Chiral $1/M^2$ corrections to $B^{(*)}\rightarrow D^{(*)}$ at Zero-Recoil in Quenched Chiral Perturbation Theory

D. Arndt (graduate Student)

Knowledge of the $B^{(*)}\rightarrow D^{(*)}$ form factors at the zero-recoil point is crucial to extract the element of the Cabbibo-Kobayashi-Maskawa matrix that parameterizes the amount of mixing between the b and c quarks, $V_{cb}$, from experiment. In the limit that the heavy quarks are infinitely heavy, heavy quark effective theory (HQET) predicts that the form factors $h_+$, $h_{A_1}$, and $h_1$ are equal. The formally dominant correction due to breaking of heavy quark symmetry comes from the inclusion of a $\sim 1/M$ dimension-three operator in the Lagrangian that leads to hyperfine-splitting between the heavy pseudoscalar and vector mesons. These leading order corrections are $\sim 1/m_c^2, 1/m_b^2$ as required by Luke's theorem. Recent lattice simulations using the quenched approximation of QCD have made a big step forward in determining these zero-recoil form factors. Presently, however, the simulations use light quark masses that are much heavier than the physical ones and therefore rely on a chiral extrapolation down to the physical quark masses.

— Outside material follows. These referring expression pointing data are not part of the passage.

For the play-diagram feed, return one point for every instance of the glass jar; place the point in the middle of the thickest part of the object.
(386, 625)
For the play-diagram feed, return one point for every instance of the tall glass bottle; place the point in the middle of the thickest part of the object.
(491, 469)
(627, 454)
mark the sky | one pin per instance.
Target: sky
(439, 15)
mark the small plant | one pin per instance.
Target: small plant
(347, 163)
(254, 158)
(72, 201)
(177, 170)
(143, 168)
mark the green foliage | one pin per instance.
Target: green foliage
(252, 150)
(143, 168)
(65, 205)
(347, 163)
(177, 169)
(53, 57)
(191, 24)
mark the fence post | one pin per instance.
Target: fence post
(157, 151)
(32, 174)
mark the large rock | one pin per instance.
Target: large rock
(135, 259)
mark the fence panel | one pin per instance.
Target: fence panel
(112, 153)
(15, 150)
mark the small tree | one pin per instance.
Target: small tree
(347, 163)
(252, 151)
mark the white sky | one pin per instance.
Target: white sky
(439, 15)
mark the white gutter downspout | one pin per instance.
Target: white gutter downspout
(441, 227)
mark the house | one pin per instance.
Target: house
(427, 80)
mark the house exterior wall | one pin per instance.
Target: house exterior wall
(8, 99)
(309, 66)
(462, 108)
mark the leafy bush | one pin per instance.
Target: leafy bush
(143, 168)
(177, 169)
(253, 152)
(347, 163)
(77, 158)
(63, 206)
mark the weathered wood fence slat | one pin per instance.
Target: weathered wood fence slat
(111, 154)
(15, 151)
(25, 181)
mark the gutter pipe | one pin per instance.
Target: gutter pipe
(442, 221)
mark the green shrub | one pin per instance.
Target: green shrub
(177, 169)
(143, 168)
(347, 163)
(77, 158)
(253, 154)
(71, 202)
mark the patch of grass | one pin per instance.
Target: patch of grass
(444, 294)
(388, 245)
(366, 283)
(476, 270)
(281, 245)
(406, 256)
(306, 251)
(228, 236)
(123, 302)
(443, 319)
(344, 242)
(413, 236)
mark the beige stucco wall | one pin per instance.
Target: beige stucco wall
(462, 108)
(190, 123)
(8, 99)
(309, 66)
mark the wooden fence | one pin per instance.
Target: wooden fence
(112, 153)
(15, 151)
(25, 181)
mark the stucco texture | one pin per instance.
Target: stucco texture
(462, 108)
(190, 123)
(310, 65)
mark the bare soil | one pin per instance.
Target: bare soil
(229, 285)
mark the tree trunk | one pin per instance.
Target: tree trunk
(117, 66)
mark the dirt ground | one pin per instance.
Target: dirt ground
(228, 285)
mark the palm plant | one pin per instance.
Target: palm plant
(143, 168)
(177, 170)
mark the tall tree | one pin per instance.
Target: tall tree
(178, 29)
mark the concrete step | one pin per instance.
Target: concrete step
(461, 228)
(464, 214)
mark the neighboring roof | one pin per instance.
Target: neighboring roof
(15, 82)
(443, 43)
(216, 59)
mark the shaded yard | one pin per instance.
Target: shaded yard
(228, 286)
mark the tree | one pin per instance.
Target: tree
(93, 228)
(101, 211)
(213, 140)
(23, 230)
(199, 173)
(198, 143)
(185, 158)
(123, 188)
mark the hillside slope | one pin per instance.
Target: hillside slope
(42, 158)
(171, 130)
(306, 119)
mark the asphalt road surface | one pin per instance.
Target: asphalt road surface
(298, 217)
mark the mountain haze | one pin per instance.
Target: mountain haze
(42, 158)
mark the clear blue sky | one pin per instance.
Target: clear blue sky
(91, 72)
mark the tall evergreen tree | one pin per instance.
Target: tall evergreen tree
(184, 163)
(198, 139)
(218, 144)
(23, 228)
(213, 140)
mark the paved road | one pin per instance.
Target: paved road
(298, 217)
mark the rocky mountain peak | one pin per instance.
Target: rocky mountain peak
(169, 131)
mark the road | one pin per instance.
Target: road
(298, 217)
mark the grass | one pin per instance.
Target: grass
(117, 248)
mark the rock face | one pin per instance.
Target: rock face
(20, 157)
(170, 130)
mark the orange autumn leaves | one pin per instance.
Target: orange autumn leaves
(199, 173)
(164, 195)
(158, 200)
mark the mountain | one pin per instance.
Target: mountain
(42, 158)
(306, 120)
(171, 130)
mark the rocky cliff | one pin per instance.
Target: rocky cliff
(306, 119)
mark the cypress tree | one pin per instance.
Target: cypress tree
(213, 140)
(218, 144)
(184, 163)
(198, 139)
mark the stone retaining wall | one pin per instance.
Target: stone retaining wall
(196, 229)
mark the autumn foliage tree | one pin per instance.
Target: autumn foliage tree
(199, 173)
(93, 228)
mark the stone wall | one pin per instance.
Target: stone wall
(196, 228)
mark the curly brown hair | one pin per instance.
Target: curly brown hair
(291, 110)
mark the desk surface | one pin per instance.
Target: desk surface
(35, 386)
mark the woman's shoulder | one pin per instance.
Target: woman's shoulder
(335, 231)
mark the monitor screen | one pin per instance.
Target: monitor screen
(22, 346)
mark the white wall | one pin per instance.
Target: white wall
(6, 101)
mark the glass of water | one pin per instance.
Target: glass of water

In this work we calculate the dominant corrections to the form factors $h_+$, $h_{A_1}$, and $h_1$ in quenched chiral perturbation theory (Q$\chi$PT) and determine the non-analytic dependence on the light quark masses. Using these results to extrapolate the quenched QCD lattice measurements of these form factors down to the physical pion mass should give a more reliable estimate of the errors associated with the chiral extrapolation.